The immediate danger is that a sarcoma and bone tumor have devoured about one fifth of he C7 neck bone, which translates to extreme pain in her left arm and has rendered her left hand useless. She's taking radiation to shrink the tumor and hopefully elevate the pain.

Here's the worst - she knows this is the beginning of the end. Last night she said that stopping the pain at any price is better than staying in the here and now.

My heart sank a bit.

But its her life, her wishes, her decision. On the plus side, we don't have to go through Chemo. She doesn't have to suffer, and I don't have to watch her suffer.

The doctors wanted her to go to a nursing facility, in fact - they insisted. Not my mom. She wants to be in her own house. I have to figure out how to do this. A person should be able to remain in their own home as life draws to a close.

The object is to make her comfortable. The other object is to keep me sane so I can help her stay comfortable.

HELP! is on the way, we hope!

Tuesday, September 7, 2010

And what do we think Miss Francis has had a snort of today?

Can YOU watch the ENTIRE video?  Can YOU believe that she is making a sandwich out of BREAD? BANANAS? LETTUCE? WTF, boys and girls!

Sunday, September 5, 2010

Sorry, Sargent, but don't ask, don't tell.

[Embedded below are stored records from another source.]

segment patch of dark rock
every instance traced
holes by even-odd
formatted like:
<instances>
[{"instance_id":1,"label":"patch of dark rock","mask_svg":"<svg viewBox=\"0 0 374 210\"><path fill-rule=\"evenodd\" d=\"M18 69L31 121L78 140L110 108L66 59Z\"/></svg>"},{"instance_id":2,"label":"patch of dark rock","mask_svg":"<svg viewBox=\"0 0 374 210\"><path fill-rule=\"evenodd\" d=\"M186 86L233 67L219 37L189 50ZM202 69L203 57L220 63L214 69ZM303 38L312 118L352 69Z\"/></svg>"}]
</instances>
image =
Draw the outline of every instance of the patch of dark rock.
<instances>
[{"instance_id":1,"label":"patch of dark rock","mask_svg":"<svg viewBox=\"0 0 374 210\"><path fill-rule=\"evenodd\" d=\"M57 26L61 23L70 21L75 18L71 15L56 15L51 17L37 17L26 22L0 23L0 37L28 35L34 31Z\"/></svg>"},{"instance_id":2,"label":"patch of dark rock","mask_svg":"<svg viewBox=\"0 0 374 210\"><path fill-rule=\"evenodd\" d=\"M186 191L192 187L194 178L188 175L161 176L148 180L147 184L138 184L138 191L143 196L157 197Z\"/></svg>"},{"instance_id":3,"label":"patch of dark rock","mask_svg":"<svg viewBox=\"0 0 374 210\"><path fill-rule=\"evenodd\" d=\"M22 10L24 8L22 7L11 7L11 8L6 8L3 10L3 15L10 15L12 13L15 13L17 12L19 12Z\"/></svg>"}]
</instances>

As my longtime "fans" will remember, I have a certain weakness for the Columbia Pictures movie "Parachute Nurse" - a "C" film that told the story of the U.S. Army Air Corps Parachute Nurse program during WWII.

One of the reasons why I love this movie is that PR for this stinker is so terrible.  In the original placard that the Bucyrus Historical Society has, everyone is looking at someone else and there is a veritable tale to tell of jealousy and blank stares.  In the card featured above the man (second from left) is supposedly saying "Sorry, Sargent, blonds are my weakness!" to a woman dancing with a blond man.  Really!

On another matter, family duty continues to call me.  So I'm a week away from resuming real posts.  Hang in there, baby.  Things just have to get better!